Weaker than women! Hela now
Grinds ye with never-ending woe;
Ye fear’d to don the warrior’s helm,
And trembled at the bowstring’s twang;
Well, now, in Hel’s accursed realm,
Ye tremble with eternal pang!”
Thus Thor: the ghosts respond with moan:
The chief advanc’d to Hela’s throne,
And though thick fogs his utt’rance choke,
He still, though hoarse, thus suppliant spoke:
“Hela, terrific queen! whose eye
Fills every living breast with fear,
Ah!

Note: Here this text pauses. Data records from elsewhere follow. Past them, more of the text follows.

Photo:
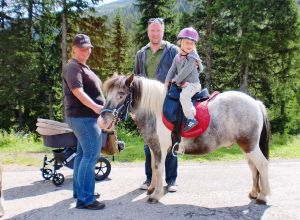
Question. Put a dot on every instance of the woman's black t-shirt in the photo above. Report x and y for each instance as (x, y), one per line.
(78, 75)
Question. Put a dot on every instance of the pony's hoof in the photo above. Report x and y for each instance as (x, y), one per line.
(152, 200)
(252, 197)
(261, 202)
(150, 191)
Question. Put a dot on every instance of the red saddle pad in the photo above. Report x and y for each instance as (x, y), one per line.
(202, 116)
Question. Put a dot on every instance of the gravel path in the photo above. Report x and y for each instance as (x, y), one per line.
(212, 190)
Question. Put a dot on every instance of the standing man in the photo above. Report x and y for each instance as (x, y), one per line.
(154, 61)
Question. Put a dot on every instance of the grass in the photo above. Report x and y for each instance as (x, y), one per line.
(28, 149)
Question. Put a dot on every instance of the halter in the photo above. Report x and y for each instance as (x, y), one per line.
(121, 112)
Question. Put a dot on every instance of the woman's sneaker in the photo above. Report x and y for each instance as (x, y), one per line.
(145, 185)
(172, 187)
(189, 124)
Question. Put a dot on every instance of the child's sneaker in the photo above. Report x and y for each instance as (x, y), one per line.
(189, 124)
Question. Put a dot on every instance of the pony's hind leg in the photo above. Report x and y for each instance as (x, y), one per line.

Not spontaneously do I
Before thy awful throne appear.
“I cannot the desire withstand
To visit Lok of Utgard’s land;
I long that chieftain to behold,
And therefore here have travell’d bold.
Then, O! resolve me, Hela true,
For well thou know’st each distant clime,
Where must I turn? what course pursue,
To reach the realm of Jotunheim?”
Then Hela croak’d out thus with force,
From throat with fogs and vapour hoarse:
“Begone from hence! depart! away!
Ye’ll soon arrive where giants sway;
The rosy hues that stain your cheek
My eyeballs sear to look upon
Of health, and youth, and strength they speak;
Such sights I loathe; avaunt! begone!”
Now Thor a sign impatient made
Behind him, which his troop obey’d
Lok ventur’d not to raise his eye,
As he stern Hela’s throne past by;
He closed his eyes her sight to shun,
And stumbled heavily along;
She look’d at him and breath’d a groan,
Which echoed far the rocks among.
I will not hide the fact that Thor,
However firm and brave in war,
Seem’d anxious much and was not slow
To quit those gloomy realms of woe.
They march into the mountain’s core,
And issuing from the farthest rock,
They soon arrive, and stand before
The palace vast of Utgard-Lok.
* At this point in the poem, Loki hasn’t yet shorn Sif’s hair, or had Thor’s famous hammer Mjolnir forged as a gift to soothe his anger. While I place this poem in the context of Thor’s encounter with Skrymir in Gylfaginning, where Thor has use of Mjolnir, Oehlenschlager’s version of the story differs on this point.